Печалился Сивобород о своей доле неминучей. Не за горами была старческая немочь. Вдруг не даст Господь кончины лихой и своевременной? Родню по свету растерял. Богатств, что блазнились в молодости, уж не нажить. Кроме как в монастырь, и идти-то некуда. «Грехи наши! Как-то нам еще сбудется?» — думал.

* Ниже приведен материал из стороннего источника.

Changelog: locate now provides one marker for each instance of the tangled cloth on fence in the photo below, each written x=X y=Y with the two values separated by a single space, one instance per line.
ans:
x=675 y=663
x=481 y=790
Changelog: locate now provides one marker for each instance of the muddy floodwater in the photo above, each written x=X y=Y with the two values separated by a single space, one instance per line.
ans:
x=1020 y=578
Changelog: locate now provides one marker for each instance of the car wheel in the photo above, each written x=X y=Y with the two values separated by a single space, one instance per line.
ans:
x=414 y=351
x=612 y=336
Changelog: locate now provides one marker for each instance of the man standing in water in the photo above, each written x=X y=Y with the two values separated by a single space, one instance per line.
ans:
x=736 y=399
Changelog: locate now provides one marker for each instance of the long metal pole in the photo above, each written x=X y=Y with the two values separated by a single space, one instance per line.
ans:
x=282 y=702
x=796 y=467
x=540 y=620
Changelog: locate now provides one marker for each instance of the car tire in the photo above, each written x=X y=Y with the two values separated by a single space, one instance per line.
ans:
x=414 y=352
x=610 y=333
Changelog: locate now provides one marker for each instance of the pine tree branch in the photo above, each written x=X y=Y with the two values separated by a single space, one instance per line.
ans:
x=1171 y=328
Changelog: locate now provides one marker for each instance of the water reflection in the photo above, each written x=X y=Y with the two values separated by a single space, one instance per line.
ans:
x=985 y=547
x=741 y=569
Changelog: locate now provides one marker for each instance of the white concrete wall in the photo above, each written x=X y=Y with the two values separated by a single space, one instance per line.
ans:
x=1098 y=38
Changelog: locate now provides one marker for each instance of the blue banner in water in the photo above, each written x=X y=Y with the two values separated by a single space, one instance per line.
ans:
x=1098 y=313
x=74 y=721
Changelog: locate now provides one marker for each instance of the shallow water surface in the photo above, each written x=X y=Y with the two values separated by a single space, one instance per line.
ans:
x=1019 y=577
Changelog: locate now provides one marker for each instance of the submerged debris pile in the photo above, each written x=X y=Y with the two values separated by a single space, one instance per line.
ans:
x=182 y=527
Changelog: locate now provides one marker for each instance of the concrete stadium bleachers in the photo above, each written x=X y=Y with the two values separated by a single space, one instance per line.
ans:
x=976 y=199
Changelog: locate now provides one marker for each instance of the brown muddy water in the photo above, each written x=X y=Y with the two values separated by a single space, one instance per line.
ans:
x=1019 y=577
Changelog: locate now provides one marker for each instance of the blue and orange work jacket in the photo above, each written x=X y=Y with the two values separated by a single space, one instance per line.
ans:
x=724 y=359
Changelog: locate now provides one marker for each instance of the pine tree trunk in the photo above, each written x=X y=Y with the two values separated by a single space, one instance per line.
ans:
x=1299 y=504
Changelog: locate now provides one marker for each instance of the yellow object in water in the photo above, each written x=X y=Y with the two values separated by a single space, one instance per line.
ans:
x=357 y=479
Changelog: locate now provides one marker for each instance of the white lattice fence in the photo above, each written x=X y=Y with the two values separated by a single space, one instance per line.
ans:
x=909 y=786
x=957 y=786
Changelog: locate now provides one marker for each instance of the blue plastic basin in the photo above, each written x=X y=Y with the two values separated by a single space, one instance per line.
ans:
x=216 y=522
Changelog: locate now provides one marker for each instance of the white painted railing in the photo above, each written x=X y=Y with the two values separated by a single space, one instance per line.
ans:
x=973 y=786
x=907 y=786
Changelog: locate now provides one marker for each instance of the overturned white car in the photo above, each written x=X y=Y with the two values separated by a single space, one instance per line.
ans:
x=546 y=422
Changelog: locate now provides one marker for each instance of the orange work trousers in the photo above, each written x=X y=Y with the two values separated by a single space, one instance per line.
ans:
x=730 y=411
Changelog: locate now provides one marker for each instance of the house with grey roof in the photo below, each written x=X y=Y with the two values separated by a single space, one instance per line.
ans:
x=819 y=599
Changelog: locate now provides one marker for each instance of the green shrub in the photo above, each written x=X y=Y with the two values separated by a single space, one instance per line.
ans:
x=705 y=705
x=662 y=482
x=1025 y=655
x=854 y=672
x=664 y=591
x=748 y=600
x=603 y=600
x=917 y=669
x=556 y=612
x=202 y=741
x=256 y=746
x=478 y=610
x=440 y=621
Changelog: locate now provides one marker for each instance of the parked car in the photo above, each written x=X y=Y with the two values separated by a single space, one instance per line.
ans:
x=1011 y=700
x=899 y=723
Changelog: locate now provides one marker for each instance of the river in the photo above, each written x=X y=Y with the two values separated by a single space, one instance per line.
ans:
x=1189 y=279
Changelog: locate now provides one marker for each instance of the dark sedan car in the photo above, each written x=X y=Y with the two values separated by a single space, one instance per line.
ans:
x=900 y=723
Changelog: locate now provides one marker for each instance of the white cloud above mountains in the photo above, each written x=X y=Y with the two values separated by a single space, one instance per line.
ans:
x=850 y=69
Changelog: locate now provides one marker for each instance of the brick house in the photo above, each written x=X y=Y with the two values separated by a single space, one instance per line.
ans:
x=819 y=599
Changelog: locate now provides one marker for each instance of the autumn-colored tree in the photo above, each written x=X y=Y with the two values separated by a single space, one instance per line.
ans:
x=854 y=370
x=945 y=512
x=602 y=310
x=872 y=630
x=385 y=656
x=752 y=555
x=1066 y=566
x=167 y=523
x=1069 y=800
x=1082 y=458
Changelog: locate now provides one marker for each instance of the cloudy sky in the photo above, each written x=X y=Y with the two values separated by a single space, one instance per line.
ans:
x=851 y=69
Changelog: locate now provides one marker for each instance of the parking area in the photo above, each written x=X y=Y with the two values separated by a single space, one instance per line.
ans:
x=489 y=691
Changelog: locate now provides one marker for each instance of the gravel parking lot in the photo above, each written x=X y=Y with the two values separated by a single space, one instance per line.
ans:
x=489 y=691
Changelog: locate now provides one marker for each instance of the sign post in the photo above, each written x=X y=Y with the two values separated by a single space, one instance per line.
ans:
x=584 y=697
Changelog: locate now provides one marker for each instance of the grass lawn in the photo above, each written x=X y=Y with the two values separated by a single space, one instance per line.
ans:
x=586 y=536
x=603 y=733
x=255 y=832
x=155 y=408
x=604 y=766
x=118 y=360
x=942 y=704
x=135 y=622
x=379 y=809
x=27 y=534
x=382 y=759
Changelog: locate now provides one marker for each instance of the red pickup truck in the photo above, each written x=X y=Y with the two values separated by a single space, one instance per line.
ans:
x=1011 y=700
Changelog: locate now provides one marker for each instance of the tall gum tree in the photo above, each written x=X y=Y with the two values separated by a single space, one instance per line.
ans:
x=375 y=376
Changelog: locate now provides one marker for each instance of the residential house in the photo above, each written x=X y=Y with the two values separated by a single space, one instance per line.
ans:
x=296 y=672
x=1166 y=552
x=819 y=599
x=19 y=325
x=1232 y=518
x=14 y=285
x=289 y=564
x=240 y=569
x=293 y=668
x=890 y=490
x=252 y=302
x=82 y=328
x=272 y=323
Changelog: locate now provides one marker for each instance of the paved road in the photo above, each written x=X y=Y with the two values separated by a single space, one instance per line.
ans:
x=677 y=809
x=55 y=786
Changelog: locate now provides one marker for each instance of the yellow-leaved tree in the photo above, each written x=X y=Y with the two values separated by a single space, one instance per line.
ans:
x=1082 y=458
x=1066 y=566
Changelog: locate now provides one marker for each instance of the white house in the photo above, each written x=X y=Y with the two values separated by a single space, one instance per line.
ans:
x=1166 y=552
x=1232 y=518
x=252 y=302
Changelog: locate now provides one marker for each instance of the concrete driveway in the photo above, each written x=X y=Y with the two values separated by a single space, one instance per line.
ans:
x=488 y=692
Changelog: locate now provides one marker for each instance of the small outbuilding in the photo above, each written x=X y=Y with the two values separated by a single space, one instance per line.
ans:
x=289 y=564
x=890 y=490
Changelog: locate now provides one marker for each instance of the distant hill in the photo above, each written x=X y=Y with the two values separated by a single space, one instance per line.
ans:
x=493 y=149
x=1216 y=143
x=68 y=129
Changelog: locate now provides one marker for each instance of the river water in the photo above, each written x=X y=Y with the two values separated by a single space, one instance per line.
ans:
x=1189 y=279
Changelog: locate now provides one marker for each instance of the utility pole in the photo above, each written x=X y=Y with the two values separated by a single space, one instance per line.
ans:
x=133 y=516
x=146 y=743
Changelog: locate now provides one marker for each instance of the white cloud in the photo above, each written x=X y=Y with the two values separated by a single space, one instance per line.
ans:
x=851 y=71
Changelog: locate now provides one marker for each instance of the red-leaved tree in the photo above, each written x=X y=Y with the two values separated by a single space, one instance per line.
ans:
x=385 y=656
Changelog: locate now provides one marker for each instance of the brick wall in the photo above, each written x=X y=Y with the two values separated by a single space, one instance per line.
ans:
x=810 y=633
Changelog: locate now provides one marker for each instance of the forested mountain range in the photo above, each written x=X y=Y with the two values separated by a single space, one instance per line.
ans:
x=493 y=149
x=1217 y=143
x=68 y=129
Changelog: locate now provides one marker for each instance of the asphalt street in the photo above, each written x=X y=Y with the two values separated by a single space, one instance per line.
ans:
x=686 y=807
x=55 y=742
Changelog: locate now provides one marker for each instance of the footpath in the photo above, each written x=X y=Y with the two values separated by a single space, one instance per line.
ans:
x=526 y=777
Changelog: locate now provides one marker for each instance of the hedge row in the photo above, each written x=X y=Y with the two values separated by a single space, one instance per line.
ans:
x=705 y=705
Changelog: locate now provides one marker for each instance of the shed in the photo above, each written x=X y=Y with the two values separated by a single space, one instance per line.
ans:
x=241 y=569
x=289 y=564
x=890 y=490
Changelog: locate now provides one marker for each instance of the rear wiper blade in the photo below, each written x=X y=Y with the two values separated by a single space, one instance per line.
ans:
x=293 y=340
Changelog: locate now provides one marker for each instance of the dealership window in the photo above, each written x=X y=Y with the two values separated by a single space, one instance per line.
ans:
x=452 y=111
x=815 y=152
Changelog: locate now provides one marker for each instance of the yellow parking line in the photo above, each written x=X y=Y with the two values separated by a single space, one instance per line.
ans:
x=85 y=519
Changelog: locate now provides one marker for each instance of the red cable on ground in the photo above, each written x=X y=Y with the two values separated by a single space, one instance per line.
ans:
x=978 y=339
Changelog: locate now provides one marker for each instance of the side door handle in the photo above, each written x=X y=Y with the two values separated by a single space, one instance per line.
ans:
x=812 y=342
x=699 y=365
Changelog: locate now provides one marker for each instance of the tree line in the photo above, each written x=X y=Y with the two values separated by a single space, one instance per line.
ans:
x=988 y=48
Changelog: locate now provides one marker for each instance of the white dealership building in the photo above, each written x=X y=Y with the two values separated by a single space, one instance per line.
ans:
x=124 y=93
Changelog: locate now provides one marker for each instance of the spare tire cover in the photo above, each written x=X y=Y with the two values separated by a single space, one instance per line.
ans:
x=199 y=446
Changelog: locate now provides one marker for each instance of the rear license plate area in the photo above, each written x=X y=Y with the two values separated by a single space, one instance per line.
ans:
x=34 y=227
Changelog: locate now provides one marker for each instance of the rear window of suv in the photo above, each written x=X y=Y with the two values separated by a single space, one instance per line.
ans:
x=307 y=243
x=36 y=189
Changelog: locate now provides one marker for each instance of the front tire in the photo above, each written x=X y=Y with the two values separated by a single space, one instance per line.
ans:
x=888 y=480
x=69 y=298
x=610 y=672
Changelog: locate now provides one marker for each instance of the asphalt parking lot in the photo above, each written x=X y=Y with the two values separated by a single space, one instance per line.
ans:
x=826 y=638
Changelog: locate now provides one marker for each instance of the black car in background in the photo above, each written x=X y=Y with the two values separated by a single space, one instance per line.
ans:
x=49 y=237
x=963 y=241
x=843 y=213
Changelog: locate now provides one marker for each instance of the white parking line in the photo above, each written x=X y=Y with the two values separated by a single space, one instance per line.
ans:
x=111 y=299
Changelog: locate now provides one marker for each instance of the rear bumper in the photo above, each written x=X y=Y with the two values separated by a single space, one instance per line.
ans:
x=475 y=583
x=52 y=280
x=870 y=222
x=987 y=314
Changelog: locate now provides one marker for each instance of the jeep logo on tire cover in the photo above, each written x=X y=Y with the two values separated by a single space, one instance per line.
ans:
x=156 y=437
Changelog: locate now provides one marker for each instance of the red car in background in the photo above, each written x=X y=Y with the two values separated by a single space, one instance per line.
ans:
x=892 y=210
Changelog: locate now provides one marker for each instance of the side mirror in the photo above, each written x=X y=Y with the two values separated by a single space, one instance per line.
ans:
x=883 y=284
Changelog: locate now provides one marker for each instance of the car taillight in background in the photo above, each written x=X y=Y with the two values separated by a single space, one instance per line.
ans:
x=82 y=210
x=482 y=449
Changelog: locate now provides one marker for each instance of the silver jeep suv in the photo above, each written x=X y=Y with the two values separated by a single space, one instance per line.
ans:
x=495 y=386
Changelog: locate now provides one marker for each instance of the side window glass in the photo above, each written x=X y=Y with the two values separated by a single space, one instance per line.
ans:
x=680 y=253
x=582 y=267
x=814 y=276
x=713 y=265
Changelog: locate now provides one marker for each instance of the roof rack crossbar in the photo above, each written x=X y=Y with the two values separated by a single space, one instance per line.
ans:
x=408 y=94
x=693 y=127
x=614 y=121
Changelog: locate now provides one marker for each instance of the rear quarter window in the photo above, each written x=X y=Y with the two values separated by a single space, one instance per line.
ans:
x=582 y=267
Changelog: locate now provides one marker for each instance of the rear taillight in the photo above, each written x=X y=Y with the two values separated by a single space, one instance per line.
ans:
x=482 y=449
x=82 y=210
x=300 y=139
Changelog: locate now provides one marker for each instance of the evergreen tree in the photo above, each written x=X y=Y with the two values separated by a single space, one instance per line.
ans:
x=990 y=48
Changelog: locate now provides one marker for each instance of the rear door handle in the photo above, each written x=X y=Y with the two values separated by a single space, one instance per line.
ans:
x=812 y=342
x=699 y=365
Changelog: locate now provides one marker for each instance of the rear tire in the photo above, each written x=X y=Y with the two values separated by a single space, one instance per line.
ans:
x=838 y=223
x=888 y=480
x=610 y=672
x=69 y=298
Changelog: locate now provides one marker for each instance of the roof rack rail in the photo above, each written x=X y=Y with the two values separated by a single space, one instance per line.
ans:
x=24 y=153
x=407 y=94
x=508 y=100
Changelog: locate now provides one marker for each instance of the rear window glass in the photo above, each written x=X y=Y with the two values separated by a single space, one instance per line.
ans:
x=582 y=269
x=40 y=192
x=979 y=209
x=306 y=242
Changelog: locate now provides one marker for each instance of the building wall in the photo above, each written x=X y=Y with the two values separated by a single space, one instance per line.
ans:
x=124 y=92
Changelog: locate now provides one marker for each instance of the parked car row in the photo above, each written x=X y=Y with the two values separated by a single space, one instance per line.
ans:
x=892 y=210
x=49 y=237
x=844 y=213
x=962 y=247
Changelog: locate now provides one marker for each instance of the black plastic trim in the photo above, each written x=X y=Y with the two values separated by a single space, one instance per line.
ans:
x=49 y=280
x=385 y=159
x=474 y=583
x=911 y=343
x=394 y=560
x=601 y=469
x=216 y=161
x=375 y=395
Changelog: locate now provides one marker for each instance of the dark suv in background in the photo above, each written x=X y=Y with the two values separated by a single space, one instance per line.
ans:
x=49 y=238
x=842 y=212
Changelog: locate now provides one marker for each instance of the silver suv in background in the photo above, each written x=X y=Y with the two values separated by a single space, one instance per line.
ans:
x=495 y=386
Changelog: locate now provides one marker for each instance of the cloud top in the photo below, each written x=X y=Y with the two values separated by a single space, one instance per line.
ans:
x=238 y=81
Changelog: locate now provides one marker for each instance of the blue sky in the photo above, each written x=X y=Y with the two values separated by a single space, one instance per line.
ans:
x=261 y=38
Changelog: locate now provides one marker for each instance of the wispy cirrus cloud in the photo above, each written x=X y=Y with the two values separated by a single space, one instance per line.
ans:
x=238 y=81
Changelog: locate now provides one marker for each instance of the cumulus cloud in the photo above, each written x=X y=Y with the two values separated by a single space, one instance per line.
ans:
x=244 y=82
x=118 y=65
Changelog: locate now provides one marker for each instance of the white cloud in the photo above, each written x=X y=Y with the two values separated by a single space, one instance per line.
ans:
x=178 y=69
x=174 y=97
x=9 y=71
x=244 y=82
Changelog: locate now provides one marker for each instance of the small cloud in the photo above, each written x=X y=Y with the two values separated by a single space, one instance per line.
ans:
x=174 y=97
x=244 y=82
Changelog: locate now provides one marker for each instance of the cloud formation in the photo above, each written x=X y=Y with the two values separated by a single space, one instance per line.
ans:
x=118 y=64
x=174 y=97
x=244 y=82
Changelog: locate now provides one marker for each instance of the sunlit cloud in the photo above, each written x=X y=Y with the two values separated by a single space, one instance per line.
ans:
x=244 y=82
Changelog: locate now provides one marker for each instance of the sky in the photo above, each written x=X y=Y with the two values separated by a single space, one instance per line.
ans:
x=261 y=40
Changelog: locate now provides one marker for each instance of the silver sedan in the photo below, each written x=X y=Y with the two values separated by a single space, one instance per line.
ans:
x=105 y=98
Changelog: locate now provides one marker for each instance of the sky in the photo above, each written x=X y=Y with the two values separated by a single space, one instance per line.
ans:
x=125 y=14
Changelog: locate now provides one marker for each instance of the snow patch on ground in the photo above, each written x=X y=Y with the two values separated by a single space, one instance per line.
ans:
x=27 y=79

До Михайлова дня по промысловым станам и в зимовье овес и лепешки из рассыпчатого неободранного проса ели вволю даже по скоромным дням. К Михайле вышли промышленные из урмана, собравшись для торжества и соборных молитв. Поминали, как архангел Михаил жезлом своим спихнул с небес дьявола и слуг его. И те попадали на землю, живущим людям на беды и смущение. Какой на избу пал — стал домовым, какой в воду — водяным, в лес — лешим. Сам сатана провалился сквозь землю — там его место.

До встречи перед Михайловым днем посмеивались над собой: едва-де не ржем от овса, не кукарекаем от проса. Увидев остатки зернового припаса в зимовье, призадумались. Его так убыло, что при прежнем расточительстве нельзя было растянуть и до Рождества Господня. А впереди — Филиппов пост.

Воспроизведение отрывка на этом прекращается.